JC : Et toi, qu’est-ce que ça t’apporte de l’enseigner, outre un salaire, évidemment ?
SL : Étant travailleuse sociale et massothérapeute de profession, j’ai découvert par le yoga la meilleure façon de prendre soin de mon mental et de mon physique. Le mariage de mes deux professions de base, par le biais d’une troisième !
Nous cultivons nos champs, nos villes, notre imaginaire, nos yeux, nos oreilles, nos enfants, nos cerveaux. Le yoga, c’est littéralement une culture de l’humain. Mieux vivre, se mettre à l’avant-plan, prendre soin de soi, connecter son corps et sa conscience, se grounder.
Prise au dépourvue, je me suis retrouvée complètement accro à ce mode de vie où j’ai appris à ME mettre à la une. Depuis la nuit des temps, l’humain est particulièrement doué pour se donner aux autres. Un travail prenant, des implications exigeantes, une famille et des amis de qui prendre soin. Mais nous-même, où nous situons-nous dans notre échelle de priorités? C’est peut-être un peu cliché ou encore un dogme prémâché, mais comment prendre soin des autres adéquatement si on n’arrive pas à prendre soin de notre propre personne ? Comment apprécier les gens à leur juste valeur, ni excessivement, ni pudiquement, si nous-mêmes ne nous auto-donnons pas la place que nous méritons dans notre propre vie ?

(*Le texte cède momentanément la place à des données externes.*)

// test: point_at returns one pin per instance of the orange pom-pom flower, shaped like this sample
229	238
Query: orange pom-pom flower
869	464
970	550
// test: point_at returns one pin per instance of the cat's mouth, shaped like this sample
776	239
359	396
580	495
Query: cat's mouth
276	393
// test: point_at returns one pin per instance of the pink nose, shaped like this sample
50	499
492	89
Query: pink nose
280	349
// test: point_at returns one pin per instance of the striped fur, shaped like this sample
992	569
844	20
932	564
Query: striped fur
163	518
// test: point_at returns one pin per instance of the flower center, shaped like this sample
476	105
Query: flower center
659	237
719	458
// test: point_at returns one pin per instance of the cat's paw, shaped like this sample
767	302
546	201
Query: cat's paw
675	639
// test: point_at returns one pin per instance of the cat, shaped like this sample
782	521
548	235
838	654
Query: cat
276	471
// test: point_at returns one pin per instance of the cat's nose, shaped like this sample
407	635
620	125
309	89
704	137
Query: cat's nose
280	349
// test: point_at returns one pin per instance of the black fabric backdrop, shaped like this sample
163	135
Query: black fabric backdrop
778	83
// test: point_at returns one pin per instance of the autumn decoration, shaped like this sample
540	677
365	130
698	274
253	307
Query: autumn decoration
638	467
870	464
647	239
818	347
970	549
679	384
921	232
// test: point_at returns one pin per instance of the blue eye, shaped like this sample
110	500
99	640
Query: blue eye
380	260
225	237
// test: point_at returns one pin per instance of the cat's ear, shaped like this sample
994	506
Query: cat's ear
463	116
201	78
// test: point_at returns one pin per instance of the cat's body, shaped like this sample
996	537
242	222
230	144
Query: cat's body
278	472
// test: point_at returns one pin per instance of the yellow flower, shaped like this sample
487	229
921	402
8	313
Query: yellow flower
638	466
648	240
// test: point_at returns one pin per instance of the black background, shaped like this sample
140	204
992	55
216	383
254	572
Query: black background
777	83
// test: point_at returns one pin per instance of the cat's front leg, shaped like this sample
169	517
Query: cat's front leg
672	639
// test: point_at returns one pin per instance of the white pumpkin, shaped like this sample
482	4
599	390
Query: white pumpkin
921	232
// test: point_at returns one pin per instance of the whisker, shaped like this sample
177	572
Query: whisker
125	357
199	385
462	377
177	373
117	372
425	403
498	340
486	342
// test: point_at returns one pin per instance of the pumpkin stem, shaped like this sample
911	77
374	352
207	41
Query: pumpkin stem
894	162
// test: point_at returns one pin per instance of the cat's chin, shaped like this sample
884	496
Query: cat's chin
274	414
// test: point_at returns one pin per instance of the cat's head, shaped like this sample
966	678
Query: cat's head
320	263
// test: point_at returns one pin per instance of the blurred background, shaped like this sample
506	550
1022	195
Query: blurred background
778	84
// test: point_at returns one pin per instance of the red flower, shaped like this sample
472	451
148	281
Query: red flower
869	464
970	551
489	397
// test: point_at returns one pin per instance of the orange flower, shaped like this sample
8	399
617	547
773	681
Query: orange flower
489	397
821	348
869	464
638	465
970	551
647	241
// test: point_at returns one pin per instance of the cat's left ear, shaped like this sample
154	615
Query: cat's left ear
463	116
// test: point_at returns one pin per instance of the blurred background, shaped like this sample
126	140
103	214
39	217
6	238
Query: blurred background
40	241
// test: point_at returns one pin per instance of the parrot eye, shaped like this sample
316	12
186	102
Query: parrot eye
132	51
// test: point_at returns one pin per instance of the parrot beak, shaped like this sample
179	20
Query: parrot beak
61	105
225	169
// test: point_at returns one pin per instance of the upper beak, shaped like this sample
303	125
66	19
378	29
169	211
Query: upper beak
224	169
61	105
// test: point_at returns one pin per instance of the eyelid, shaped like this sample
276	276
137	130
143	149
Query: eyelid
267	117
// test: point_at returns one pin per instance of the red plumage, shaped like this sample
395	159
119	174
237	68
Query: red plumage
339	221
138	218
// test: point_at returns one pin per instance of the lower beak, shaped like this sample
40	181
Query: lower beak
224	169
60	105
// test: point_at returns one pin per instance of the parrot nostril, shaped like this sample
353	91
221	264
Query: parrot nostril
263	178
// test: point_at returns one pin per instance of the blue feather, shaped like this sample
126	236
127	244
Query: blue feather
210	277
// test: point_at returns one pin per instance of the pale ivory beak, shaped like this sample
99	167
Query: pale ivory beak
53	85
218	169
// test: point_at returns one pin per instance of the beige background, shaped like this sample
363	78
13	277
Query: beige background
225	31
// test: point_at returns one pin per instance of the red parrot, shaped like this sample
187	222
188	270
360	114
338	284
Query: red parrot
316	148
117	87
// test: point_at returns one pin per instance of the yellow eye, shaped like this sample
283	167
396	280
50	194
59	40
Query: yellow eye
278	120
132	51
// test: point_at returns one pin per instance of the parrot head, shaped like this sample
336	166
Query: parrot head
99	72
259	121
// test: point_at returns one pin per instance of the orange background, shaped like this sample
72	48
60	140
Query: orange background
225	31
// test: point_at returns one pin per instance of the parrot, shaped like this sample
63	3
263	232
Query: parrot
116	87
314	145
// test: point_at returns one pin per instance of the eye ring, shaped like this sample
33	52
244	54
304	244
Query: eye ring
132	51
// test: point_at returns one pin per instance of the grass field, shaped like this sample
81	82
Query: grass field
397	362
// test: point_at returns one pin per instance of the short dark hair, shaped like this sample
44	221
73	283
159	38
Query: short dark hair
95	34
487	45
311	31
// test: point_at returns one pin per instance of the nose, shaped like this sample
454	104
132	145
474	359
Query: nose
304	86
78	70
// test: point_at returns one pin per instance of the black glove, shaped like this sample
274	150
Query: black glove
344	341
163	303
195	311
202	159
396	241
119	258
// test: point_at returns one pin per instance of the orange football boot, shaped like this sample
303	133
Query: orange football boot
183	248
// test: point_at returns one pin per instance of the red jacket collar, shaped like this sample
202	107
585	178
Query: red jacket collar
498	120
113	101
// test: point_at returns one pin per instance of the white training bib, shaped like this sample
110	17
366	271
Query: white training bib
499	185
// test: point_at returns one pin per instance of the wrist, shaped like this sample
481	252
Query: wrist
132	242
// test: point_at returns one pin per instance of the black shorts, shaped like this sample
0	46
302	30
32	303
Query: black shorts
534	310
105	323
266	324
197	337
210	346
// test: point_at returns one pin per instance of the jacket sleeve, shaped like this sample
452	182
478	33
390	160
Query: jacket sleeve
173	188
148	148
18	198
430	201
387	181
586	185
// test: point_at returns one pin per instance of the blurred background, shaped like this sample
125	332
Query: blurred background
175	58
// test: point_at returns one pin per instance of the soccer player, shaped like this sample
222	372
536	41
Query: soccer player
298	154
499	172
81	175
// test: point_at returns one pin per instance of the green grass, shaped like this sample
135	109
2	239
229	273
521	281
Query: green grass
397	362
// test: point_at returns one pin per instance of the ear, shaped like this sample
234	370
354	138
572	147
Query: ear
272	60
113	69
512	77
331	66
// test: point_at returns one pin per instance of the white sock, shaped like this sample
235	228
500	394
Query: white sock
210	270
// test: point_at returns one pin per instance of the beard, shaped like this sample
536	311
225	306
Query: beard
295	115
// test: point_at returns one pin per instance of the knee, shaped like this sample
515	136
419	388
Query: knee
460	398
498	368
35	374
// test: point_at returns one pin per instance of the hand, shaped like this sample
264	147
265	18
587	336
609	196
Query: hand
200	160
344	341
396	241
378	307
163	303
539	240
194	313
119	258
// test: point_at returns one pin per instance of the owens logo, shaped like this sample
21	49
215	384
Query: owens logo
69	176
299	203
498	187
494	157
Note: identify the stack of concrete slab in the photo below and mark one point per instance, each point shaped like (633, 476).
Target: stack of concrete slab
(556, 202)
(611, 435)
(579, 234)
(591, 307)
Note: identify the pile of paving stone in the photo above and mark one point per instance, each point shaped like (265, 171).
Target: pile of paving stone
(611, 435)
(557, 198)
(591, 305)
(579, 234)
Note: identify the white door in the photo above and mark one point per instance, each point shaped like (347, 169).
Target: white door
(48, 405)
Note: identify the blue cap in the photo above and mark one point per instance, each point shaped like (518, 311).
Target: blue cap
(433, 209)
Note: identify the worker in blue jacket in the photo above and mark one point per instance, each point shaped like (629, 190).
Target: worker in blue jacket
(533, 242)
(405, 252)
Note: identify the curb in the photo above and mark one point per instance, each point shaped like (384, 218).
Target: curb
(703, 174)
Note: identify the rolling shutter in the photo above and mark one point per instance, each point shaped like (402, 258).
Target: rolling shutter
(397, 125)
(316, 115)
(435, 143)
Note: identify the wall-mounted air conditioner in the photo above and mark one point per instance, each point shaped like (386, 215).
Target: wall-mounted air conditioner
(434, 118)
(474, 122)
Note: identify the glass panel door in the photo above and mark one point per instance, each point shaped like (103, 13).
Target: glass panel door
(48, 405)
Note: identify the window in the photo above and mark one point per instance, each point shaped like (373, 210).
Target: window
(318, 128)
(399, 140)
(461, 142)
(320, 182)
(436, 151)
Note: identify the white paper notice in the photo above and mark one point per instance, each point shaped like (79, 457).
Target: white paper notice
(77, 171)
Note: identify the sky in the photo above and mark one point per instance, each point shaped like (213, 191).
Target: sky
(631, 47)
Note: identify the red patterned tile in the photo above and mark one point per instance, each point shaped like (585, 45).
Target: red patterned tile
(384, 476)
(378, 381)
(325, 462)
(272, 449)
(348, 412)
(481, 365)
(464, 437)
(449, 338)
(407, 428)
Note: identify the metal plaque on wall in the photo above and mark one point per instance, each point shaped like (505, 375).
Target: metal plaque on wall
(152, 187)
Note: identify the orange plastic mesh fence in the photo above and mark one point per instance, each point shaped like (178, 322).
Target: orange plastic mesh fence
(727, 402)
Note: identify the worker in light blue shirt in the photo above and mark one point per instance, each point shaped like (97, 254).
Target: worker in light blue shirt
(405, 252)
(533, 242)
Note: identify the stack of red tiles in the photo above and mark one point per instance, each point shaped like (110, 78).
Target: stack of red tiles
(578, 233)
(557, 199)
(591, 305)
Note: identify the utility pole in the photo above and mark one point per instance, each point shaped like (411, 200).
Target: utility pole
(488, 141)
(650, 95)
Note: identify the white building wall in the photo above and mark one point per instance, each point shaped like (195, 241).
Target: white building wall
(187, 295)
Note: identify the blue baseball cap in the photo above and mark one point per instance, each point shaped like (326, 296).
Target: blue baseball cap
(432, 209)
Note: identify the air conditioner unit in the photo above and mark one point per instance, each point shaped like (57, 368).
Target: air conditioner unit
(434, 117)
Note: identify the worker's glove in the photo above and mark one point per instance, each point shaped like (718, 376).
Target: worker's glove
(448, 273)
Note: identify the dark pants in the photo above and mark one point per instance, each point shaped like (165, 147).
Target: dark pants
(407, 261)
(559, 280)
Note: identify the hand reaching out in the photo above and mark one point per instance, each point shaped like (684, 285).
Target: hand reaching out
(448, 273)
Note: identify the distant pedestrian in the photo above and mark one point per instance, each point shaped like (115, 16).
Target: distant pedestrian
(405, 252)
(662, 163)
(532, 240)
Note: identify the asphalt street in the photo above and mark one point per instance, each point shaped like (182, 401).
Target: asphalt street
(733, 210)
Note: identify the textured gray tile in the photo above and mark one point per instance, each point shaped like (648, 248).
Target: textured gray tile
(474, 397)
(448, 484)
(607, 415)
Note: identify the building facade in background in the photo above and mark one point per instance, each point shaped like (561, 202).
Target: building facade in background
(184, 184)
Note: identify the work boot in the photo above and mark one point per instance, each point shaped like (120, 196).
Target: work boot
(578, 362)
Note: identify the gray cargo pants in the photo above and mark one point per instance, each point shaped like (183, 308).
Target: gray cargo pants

En pratiquant, on prend conscience de notre corps. Et en prenant conscience de celui-ci, on l’accepte, le valorise, lui pardonne ses faiblesses et le renforcit. La suite s’enchaîne naturellement. Le fait qu’il n’y ait aucun miroir dans la classe aide grandement à se concentrer sur soi, à prendre conscience du mouvement, des postures. Sentir chaque muscle travailler, ressentir l’équilibre, le déséquilibre. Au départ, j’étais vraiment perturbée par l’absence de miroir. « On me demande une figure, et je ne peux pas m’adapteren me regardant ! » J’ai rapidement compris. En ne nous voyant pas, nous n’avons d’autre choix que nous connecter à nous-même, avec respect. Pas de miroir, pas de jugement ! Lier le corps et l’esprit.